Lorenzo Boetti, Mattia Bruno, Giovanni Gili

Computer Science and Simulation for Economics

Project work on

"Microcredit: a Micro Way for a Macro Challenge."


The applet requires Java 1.4.1 or higher. It will not run on Windows 95 or Mac OS 8 or 9. Mac users must have OS X 10.2.6 or higher and use a browser that supports Java 1.4. (Safari works, IE does not. Mac OS X comes with Safari. Open Safari and set it as your default web browser under Safari/Preferences/General.) On other operating systems, you may obtain the latest Java plugin from Sun's Java site.

created with NetLogo

view/download model file: microcredit.nlogo

This model simulates a small and simple economy in a poor country with a microfinance institution. The turtles start the simulation with a random level of wealth and they can then obtain a loan; if they do, they can buy raw materials, hire other turtles with a lower wealth level and produce some goods (symbolized by diamonds), which can be sold to other turtles.

The turtles, which are all pink at the beginning, start walking with random movements; if they walk over the patch which represents the bank, if microcredit is still available, they can obtain some (and they turn green). Once they have got it, they keep on moving and, if they walk over one of the two patches standing for traders, they can buy some raw materials.
If they do so and they meet with some turtles with a lower wealth level and no microcredit obtained, they hire them (the contractor becoming yellow and the workers red), paying a wage which contributes to improve the condition of poorer turtles.
Once they have obtained a loan, bought raw materials and hired some other turtles, the "entrepreneur turtles" start producing goods which can be sold to other turtles that have started with a higher wealth level and they're neither entrepreneurs nor workers (those buying diamonds turning blue).
By selling the products, the diamonds producers obtain a payment which repays their investments and grants them a gain, so that they can refound the loan (becoming white in this case).

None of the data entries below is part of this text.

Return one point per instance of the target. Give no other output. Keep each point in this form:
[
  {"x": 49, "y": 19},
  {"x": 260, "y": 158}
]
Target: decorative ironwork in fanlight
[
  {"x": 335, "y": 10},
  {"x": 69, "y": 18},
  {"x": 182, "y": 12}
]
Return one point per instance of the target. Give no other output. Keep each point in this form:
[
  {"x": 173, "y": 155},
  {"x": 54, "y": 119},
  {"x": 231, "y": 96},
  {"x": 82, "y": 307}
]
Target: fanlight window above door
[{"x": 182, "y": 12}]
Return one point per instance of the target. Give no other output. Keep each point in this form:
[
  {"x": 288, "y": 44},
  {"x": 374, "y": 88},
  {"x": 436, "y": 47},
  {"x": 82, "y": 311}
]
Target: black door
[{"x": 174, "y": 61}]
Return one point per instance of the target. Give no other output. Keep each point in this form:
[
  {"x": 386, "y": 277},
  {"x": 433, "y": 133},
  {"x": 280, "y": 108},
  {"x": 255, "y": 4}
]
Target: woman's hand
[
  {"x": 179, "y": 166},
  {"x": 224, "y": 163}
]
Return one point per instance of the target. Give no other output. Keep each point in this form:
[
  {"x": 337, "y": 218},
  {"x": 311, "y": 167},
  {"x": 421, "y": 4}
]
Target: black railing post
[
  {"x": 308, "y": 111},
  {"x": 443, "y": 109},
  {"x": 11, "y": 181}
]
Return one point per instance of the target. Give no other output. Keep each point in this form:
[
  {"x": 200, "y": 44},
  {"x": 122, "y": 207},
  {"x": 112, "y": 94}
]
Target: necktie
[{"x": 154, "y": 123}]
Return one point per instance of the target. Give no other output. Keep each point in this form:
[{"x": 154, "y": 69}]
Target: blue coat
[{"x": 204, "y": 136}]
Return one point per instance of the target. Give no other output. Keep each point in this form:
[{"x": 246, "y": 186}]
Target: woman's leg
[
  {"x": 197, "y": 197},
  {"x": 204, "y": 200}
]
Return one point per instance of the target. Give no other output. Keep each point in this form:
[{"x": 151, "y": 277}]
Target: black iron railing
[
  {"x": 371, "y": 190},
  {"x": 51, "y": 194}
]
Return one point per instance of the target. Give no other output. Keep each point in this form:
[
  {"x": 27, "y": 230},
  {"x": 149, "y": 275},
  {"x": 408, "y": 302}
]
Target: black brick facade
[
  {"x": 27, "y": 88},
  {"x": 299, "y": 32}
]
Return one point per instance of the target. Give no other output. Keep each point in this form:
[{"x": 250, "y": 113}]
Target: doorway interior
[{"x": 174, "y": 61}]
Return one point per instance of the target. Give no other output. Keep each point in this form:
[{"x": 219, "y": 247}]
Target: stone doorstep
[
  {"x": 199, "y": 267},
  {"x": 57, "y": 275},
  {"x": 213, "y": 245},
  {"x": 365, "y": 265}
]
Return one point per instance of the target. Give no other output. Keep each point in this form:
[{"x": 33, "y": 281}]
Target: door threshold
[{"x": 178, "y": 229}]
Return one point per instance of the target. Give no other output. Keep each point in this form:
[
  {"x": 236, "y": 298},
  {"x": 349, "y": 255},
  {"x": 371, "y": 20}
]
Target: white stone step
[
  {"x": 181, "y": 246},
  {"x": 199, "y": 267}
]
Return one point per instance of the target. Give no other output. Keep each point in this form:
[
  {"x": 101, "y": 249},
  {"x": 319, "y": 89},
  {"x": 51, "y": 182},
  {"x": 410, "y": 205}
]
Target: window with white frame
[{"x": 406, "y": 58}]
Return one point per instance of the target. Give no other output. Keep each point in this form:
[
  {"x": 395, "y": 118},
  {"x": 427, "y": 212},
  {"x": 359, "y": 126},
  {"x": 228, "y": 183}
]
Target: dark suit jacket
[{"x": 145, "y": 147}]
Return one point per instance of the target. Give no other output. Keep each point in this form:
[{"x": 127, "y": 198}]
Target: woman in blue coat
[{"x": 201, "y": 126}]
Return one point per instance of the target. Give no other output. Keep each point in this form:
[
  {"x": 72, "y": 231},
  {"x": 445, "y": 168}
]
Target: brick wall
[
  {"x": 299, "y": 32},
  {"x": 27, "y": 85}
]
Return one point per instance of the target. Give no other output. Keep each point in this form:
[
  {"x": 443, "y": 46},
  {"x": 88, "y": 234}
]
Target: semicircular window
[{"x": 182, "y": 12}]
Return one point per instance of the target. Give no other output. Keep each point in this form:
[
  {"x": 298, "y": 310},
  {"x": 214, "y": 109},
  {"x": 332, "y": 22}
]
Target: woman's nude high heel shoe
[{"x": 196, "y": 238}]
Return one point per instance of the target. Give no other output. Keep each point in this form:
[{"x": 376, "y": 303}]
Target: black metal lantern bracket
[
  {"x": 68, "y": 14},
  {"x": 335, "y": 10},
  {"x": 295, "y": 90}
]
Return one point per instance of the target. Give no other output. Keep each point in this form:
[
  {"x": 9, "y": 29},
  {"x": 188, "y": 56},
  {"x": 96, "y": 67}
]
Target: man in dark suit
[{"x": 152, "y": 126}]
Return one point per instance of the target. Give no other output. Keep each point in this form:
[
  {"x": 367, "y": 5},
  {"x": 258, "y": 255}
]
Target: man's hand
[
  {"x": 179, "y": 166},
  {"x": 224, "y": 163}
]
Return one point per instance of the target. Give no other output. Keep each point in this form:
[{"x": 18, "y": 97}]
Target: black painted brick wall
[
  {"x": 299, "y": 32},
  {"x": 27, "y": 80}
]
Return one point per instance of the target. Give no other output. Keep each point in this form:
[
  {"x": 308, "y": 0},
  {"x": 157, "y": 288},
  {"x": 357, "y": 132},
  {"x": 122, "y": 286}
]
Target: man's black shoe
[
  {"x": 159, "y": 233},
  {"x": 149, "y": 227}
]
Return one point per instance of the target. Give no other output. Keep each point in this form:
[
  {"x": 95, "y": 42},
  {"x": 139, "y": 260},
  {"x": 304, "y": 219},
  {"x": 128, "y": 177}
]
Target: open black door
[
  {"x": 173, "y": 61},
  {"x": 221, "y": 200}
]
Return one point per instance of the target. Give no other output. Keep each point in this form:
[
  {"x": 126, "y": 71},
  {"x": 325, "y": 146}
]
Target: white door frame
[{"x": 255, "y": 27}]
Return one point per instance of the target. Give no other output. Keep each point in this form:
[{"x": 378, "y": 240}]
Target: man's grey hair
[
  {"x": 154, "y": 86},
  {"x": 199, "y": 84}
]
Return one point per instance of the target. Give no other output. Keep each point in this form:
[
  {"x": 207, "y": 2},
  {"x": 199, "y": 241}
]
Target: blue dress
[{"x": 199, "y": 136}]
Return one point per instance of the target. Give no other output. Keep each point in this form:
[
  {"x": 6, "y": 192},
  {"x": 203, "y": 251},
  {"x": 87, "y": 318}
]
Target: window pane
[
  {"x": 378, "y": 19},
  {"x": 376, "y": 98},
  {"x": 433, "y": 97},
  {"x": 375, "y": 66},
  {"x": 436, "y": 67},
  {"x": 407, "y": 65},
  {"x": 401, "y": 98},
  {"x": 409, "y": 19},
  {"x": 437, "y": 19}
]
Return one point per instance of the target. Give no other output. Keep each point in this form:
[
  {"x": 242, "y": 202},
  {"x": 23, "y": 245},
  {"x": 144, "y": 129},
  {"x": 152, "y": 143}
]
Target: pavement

Start the simulation by clicking "setup". Then, after clicking "go", the turtles start moving and producing in the way explained above; they keep on doing so until the "go" button remains pressed.

Buttons: setup
resets everything to the random-beginning values and releases in the simulated economy a number of turtles which can be chosen by the "number of turtles" slider.

Buttons: go
if clicked, the model starts running.

Sliders: turtles-number
on the left of the screen, this slider allows you to choose the number of turtles you'd like to start the simulation with.

Sliders: debts-available
this slider allows you to change the amount of debts available in the bank.

Sliders: loan-limit
this slider allows you to change the wealth's treshold necessary to have access to the loan market.

on the left of the screen, below the start and go buttons, there are three monitors which indicate the total amount of debts granted by the bank, the total number of diamonds produced and the number of repayments.

Plot: Production
this plot monitors the number of diamonds producers.

Plot: Populations
this plot indicates the trend of the number of employed turtles compared to the number of poor turtles.

When the setup and go button are clicked, the turtles immediatly start to do economic transactions: some of them obtain a loan and then buy raw materials and hire workers, some others buy diamonds and so on.
After running the model for a few cycles, you see how a micro-credit institution can improve the general wealth level of a poor society. In particular, the number of poor turtles immediatly decreases, meanwhile the number of workers, producers and diamond buyers increases.

Try different values of "microcredit-available". How does the model change if the amount of loans available for the turtles increases?

Move the slider of "turtles-number". How does this variation affect the results of the model?

Try different values of "loan-limit". Which are the effects on the model if you decrease the threshold necessary to obtain a loan?

This model simplifies the necessary procedures the turtles have to pursue to obtain the loan. Since microcredit, in the real world, is usually based on the constitution of a group of borrowers, one extension to the model could be to create this kind of groups where loans can be received in a continuous sequence.
In our simulation every borrower is warrantor of himself, while in the reality it is the whole group of borrowers that guarantees for every loan.

In our model, we hypothesize that the bank grants its loans at an interest rate equal to zero. The presence of an interest rate, applied by the bank on its loans, could therefore represent another possible extension.

Our model shows a close economy where only one bank exists and turtles can trade only among themselves; that means that after some cycles no more diamonds can be produced because of the endogenous lack of money.
The model could be improved by opening the economy to foreign investments and trades, giving the possibility to the economy to continue in the direction of growth.

A further improvement could be to add the role of the information in the model, so that the turtles could become entrepreneur because of the informations they receive from the turtles that already are producers.